French space research unit (founded in 1977)

GEIPAN (an acronym in French for Groupe d'Études et d'Informations sur les Phénomènes Aérospatiaux Non-identifiés, or Unidentified Aerospace Phenomena Research and Information Group) (/gaɪˈpɑːn/) is a unit of the French space agency CNES based in Toulouse, whose mission is to investigate unidentified aerospace phenomena (UAP) and make its findings available to the public.

== History and developments ==
GEIPAN was founded in 1977 as GEPAN (Groupe d'Étude des Phénomènes Aérospatiaux Non-identifiés, Study Group for Unidentified Aerospace Phenomena). Claude Poher was the inaugural director, of then director general of CNES Yves Sillard.

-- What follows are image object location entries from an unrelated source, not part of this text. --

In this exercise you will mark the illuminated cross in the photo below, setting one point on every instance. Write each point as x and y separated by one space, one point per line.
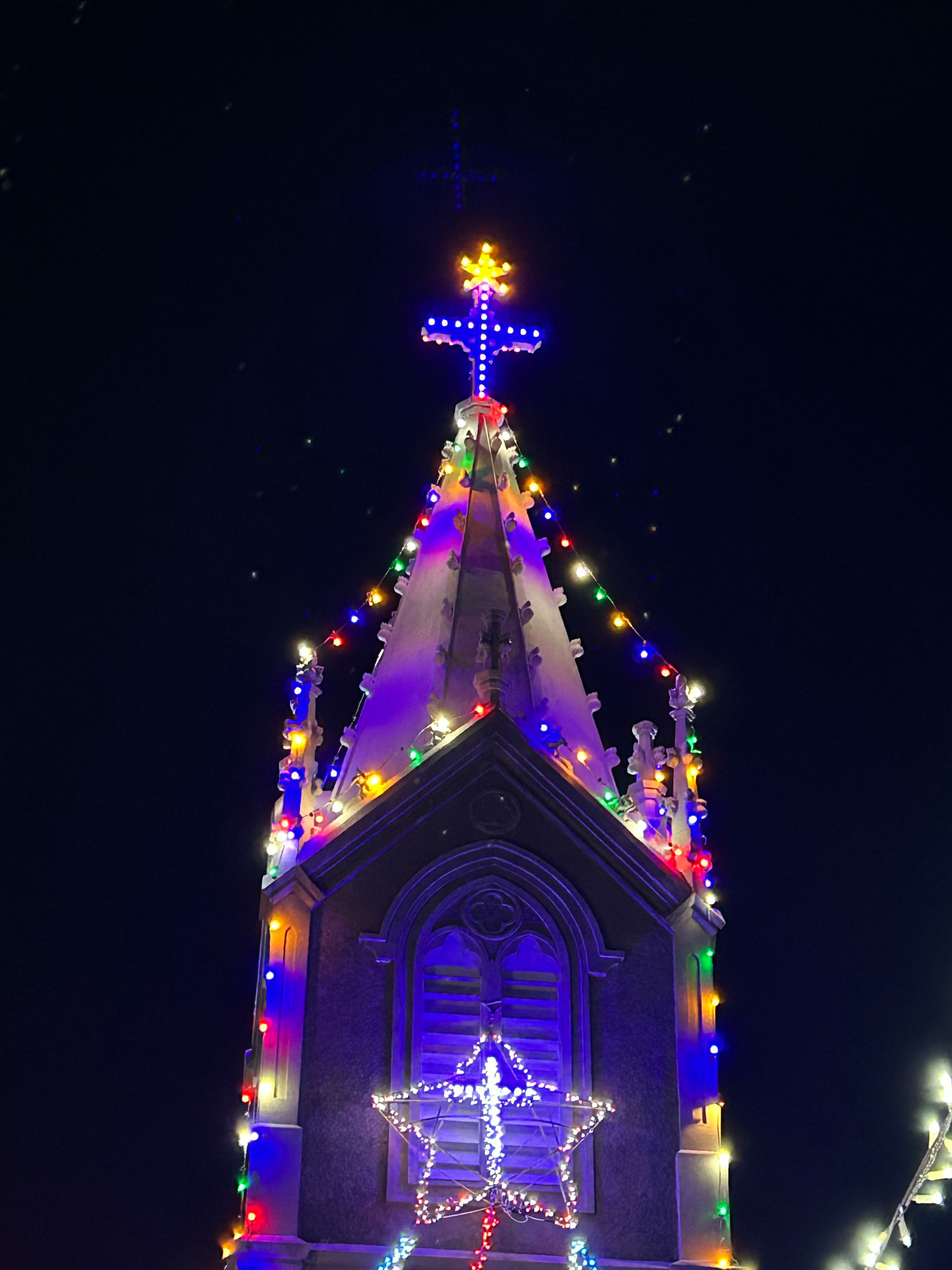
482 333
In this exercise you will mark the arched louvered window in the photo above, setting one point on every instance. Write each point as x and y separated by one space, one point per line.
494 958
492 934
448 1030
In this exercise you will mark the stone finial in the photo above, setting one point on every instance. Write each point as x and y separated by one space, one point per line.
648 789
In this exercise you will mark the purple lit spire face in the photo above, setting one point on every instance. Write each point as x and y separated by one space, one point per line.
483 336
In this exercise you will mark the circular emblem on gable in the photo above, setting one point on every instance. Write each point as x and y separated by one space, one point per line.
494 812
493 914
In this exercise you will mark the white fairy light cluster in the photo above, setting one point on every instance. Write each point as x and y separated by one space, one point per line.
395 1260
940 1141
479 1081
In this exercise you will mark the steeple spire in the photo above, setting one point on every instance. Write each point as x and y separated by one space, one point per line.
478 624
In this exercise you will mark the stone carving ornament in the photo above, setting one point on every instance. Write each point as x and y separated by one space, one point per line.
493 914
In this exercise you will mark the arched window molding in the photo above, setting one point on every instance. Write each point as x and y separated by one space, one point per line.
498 912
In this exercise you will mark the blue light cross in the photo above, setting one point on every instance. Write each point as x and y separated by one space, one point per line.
483 336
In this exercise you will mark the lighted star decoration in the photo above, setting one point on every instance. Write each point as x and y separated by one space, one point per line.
494 1079
485 271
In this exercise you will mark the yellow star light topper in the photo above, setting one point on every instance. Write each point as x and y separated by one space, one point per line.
485 271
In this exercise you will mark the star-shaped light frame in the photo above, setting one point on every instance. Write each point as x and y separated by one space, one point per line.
485 271
478 1081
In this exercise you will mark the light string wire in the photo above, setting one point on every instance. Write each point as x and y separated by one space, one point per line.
927 1172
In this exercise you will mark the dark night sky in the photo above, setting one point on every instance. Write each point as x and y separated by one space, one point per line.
216 246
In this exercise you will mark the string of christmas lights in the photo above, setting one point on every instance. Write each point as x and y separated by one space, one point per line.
926 1173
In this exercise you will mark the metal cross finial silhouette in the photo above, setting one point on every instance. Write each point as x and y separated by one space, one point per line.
482 333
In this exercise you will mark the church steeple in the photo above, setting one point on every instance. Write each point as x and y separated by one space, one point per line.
476 594
472 919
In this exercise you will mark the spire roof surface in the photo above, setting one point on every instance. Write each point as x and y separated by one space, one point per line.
478 627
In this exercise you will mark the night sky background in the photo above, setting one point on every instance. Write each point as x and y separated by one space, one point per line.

GEPAN was renamed to SEPRA (Service d'Expertise des Phénomènes de Rentrée Atmosphérique, Atmospheric Re-entry Phenomena Expertise Department) in 1988, and then to Service d'Expertise des Phénomènes Rares Aérospatiaux ("rare aerospace phenomena expertise department") in 2000. In 2005, the research unit was renamed to GEIPAN.

The French Gendarmerie was instructed to channel data from reports of UFO sightings to SEPRA, which therefore was in a position to draw on a large database of such events. In cases where physical traces appeared to be present, SEPRA could call on the technical resources of CNES to perform a thorough scientific investigation. A famous example of such an investigation was the Trans-en-Provence Case.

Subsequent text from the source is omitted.